Gotham Diary:
Workways
7 February 2013

The recent biography of Cristóbal Balenciaga was not on my reading list. I’m far more interested in the social expression of fashion than I am in the strange people who make fashionable things. But I’m glad that Dot McCleary persuaded me to buy a copy yesterday, when I dropped in to Crawford Doyle to see if they had Lisa Immordino Vreeland’s book about her husband’s grandmother, The Eye Must Travel (they did). “No pressure!” she whispered when I said that I’d take it — all but acknowledging my gently twisted arm. Dot spoke highly of Mary Blume, the IHT reporter and author of The Master of Us All: Balenciaga: His Workrooms, His World. I should have been impervious to the invitation to buy had I not noticed, in recent readings, that, of all the great coutouriers of the last century, Balenciaga stands out as, indeed, the master. A great designer, he was also a highly-skilled sempster, obsessed with the cut of sleeves in a way that had nothing to do with fashion and everything to do with fit. Blume’s deployment of “workrooms” in her subtitle hooked me.

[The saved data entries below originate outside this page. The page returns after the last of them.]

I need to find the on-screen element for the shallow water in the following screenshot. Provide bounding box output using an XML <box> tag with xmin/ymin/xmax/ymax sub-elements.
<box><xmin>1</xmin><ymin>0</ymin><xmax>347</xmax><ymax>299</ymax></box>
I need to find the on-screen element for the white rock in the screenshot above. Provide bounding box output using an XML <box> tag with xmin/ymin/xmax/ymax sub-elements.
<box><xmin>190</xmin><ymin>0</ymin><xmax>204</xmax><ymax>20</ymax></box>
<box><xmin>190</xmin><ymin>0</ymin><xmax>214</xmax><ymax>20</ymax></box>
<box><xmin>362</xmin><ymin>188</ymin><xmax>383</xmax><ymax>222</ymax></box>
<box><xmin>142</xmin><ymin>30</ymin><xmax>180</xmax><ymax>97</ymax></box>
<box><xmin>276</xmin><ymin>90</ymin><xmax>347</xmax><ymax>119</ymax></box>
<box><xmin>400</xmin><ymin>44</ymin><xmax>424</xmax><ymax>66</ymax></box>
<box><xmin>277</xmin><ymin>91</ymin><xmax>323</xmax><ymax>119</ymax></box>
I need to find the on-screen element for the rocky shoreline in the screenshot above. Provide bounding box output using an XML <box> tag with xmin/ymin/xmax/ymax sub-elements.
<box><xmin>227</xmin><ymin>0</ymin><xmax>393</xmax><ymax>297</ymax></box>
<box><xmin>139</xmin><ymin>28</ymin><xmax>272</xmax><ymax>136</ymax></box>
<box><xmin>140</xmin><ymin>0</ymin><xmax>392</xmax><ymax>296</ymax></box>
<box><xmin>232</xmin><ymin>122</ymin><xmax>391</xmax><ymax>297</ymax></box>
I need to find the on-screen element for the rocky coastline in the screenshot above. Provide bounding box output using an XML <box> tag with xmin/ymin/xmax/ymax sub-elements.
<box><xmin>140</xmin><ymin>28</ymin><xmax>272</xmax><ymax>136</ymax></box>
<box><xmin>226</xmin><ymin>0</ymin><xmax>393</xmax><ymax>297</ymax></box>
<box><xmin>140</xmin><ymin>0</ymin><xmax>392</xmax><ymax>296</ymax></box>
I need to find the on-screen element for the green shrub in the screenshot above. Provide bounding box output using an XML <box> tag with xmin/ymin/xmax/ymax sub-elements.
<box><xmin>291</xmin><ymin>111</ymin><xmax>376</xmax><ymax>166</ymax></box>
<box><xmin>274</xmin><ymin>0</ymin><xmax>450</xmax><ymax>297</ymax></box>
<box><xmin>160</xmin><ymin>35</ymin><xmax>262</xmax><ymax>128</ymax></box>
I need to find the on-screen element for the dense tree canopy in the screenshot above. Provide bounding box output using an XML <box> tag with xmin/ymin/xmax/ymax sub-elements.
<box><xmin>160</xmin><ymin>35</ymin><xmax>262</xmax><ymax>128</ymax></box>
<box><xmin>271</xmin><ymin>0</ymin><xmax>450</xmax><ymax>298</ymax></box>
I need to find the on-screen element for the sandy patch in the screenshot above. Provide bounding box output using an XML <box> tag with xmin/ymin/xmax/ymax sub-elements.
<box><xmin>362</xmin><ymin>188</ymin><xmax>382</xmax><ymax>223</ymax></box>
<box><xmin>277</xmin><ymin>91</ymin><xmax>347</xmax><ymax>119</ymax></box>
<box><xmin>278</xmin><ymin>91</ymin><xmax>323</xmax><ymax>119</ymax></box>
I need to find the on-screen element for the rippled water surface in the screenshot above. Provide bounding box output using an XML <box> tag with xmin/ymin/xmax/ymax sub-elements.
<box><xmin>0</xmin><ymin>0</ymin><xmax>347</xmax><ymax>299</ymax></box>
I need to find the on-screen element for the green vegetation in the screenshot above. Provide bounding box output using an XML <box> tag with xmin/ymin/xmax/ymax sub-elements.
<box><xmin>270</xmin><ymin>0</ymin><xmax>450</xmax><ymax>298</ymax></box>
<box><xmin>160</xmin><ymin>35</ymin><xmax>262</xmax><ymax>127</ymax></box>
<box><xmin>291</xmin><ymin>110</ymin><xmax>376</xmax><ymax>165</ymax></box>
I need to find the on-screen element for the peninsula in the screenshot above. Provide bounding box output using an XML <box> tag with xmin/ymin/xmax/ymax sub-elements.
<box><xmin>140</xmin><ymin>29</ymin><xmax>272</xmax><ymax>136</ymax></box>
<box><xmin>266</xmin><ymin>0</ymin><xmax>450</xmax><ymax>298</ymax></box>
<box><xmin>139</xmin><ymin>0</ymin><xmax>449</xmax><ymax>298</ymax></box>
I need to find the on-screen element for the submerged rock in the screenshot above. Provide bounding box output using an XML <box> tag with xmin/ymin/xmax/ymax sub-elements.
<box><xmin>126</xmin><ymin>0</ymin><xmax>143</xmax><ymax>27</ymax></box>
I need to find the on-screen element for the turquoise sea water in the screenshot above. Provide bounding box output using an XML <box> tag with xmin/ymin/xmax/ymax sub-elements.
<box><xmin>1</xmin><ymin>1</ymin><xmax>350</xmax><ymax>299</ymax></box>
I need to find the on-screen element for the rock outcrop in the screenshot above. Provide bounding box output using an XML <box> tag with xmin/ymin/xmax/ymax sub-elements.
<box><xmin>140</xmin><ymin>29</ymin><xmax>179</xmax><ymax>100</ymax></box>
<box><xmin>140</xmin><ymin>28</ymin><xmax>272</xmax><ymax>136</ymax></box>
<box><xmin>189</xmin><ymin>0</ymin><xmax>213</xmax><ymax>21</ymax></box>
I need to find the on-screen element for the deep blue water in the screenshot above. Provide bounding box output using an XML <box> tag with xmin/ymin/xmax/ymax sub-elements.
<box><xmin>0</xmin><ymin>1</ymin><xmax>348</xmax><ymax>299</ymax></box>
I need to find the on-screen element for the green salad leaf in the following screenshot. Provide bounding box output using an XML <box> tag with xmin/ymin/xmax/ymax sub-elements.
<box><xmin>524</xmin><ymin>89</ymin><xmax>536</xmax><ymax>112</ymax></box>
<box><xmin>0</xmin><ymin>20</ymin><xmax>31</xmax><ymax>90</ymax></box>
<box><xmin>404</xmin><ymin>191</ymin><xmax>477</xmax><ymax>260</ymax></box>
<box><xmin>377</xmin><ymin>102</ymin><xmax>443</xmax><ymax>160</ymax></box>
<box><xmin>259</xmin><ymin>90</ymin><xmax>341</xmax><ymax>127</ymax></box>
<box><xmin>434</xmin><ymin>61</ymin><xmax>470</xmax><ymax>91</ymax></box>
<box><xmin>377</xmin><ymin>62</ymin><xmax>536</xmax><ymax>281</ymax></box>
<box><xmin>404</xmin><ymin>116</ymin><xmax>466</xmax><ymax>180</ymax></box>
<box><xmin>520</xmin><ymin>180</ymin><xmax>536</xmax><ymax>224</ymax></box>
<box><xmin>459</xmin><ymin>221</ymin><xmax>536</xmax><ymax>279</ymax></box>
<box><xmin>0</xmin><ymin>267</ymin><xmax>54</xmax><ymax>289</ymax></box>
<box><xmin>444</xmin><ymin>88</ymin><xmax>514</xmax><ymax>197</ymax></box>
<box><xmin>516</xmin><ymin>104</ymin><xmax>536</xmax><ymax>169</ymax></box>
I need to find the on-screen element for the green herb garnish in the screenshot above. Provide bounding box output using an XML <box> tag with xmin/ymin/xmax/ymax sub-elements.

I happen to know a couturière, as well as her favorite client, who happens to be Ms NOLA. You can always tell when Ms NOLA is wearing something that her mother made for her, because it suits her figure in a way that off-the-rack clothes couldn’t. Even a guy with no “fashion sense” whatever would be at least dimly aware of something special. The dresses are always quietly stylish, and would be light-years beyond Ms NOLA’s budget if she had to buy them. They give her that slightly miraculous appearance that Audrey Hepburn has in her gamine roles — how did that girl acquire that wardrobe? But even without the unmistakable glamour, Mom’s dresses are beautiful clothes. Fashion, as I say, has nothing to do with it. (Well, a little, maybe.)

Blume’s book is very much about the serious practice of a craft, and it hardly mentions the extraordinary planetary motions of dress style during Balenciaga’s long career. (He closed his house in 1968.) Since the designer himself was the most private of men, our window on his working world is one of his vendeuses, Florette Chelot — the first person he hired when he set up a studio in Paris in 1936.  (The vendeuses were the staff members who sold dresses to their own clients, in competition for commissions, “a horrible way to make a living,” as one of them put it.) Blume got to know this warm but dedicated woman in her later years, and Chelot’s portrait of her boss is admiring but not uncritical. Balenciaga himself seems to have been an expert, if somewhat paranoid, businessman; the Madrid branch kept his models on American women throughout World War II. He launched Courrèges, and provided Givenchy with top craftspeople when the younger man opened his house, but he could well afford such generosity.) For anyone interested in how things are done in the world, The Master of Us All is an engrossing read.

Genius for couture aside, Balenciaga belonged to a familiar type of uneducated but deeply pious Spaniard. As a Basque, he might have been expected to grow up with leftist political sympathies, but his underlying conservatism found harmony in working for the Spanish grandees who began summering in San Sebastián, near Balenciaga’s birthplace, in the latter Nineteenth Century, and who patronised his mother, at whose knee his skill announced itself. (His very last dress was made for Franco’s great-granddaughter.) By lights that we no longer find entirely attractive, Balenciaga was an honorable man, and his first commitment was to his craft. As biographical subjects go, he is fairly rebarbative. But, thanks to Chelot, Blume is able to create a vibrant impression of bygone workways.  

As well as a bygone way of wealth. One customer with whom Florette got to be good friends was Cécile de Rothschild.

Florette and Cécile shared a passion for gardening and all her life Florette kept a set of gardening tools Cécile had given her. She also gave Florette an insight into the lives of the very rich. “I was always very open with her, more than with the Baroness Alain because she had her outspoken ways. One day I said to her how can you and your friends spend a fortune on a dress that you wear only once, and you aren’t even that clothes-mad. For me it’s fine because it’s how I earn my living, but it seems a little outlandish. She said, Florette, you don’t rrealize that with the life we lead — the servants, the houses, the upkeep — the money we spend on clothes is just a drop in the bucket.

“I had never thought of that,” Florette said.